Marrying her again was another worst fatal move he had ever made. The two year itch excoriated, sooner perhaps than could have been expected, but no less sure for that, and he wondered how and when the split would come.
Itch? St Vitus didn’t know he was born. Diana bored and harried him more than he could remember, the complications of their reunion making a Black Forest clock seem like Stonehenge. Why had he been such a fool as to give her a second chance, which she took as an opportunity to spill out all the unresolved grievances saved from the first time? Her muted way of tormenting him, honed by the mill of her abnormal existence with Jo, generated more pain than in their first, which even so had been unendurable.
She declared herself to be an artist, obviously a road which Jo had set her on, but he could make no sense of her splashy style, and hardly knew whether he liked it or not. On a wet Saturday afternoon, which he’d hoped they would spend in bed, she unveiled her latest vast painting in the barn and asked what he thought.
‘Wonderful,’ he said. ‘I like it. What colour! What composition! What do you call it?’
‘“Witch Doing Widdershins Under the Great Oak”. I thought you’d have more specific comments, though.’

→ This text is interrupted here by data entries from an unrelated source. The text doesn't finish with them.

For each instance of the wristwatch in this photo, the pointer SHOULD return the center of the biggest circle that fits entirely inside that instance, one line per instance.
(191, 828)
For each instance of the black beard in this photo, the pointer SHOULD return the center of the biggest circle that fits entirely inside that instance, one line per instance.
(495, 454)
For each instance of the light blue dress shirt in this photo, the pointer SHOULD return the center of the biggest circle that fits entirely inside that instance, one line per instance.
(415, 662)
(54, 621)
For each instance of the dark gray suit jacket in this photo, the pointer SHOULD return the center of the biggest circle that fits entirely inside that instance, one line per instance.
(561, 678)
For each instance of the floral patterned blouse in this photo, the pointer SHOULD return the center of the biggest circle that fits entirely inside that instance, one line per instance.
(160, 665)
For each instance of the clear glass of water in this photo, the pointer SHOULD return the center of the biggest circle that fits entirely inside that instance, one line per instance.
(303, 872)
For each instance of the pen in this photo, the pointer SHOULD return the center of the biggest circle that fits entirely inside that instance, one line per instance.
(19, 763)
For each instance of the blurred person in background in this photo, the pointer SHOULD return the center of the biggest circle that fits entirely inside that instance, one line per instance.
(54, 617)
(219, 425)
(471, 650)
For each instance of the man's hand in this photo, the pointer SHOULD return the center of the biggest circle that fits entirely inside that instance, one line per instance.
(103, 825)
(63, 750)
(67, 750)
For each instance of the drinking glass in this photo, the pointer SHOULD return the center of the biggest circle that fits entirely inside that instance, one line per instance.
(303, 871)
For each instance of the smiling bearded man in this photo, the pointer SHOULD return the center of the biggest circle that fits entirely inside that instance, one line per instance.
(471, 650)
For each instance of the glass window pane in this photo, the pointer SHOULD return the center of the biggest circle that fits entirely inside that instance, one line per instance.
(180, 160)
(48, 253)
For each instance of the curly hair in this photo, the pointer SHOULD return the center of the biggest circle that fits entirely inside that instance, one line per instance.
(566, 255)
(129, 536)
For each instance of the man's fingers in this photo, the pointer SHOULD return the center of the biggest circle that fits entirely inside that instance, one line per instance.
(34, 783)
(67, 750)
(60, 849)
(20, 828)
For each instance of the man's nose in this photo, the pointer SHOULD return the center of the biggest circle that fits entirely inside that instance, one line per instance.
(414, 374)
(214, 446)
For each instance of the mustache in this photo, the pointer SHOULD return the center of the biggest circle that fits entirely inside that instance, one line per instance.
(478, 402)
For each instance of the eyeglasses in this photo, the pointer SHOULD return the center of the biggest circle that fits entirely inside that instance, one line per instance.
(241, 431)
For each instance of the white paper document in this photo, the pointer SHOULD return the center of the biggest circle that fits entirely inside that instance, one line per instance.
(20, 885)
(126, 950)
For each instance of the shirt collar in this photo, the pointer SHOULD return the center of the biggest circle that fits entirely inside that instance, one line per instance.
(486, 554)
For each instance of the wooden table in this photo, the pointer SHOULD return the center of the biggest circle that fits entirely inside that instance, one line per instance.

‘Well, you could take that head out of the tree, and put it closer t
o the ground.’
‘You don’t know anything, do you? It’s not a head, it’s a ball of mistletoe.’
He looked closer, hoping to make some sense of the bullshit. ‘Ah, so it is. Sorry. I do like it, though. You’re very talented, darling.’
He wasn’t being serious, but she had to talk to somebody about her work. ‘In that case, why don’t you get me a commission from the firm to do a few book jackets?’
And get his head kicked in by Norman Bakewell? ‘The head of the art department likes to choose his own people. He’s very cantankerous, and I wouldn’t like to get rid of him, he’s so good.’
He tried to make up for this festering issue by arranging her first one man (Christ! Woman, you nit!) show. At the vernissage he heard a critic say how profoundly interesting her technique and subjects were, though that may have been due to the top class champagne and food, because even while harried by someone Tom had the capacity to act generously towards them.
Half the paintings and two pieces of sculpture were thumbed with little red sales tabs, and he noted with no resentment that the money went into her piggy-bank account. She would soon have enough saved not to starve when he kicked her out for the final final time.
But how to do it? There were several ways of telling your wife you were fundamentally unsuited to putting up with her volatile moods, cosmic doubts, and too frequent manic depressions, which at the best she assumed went with the artistic temperament, and at the worst blamed on you.
Riffling all possible options deadened the guilt which he felt too delicate and privileged to tolerate in middle age. If they had been living in the sixties he could have paid a rogue psychiatrist to put her in a halfway house and shoot her full of LSD, or to lay the blame on her parents and really drive her mad.
More mercifully, he could inform her that he wanted a divorce when she was miserably out of sorts, one more hurt that would be hardly noticeable – if hurt it turned out to be.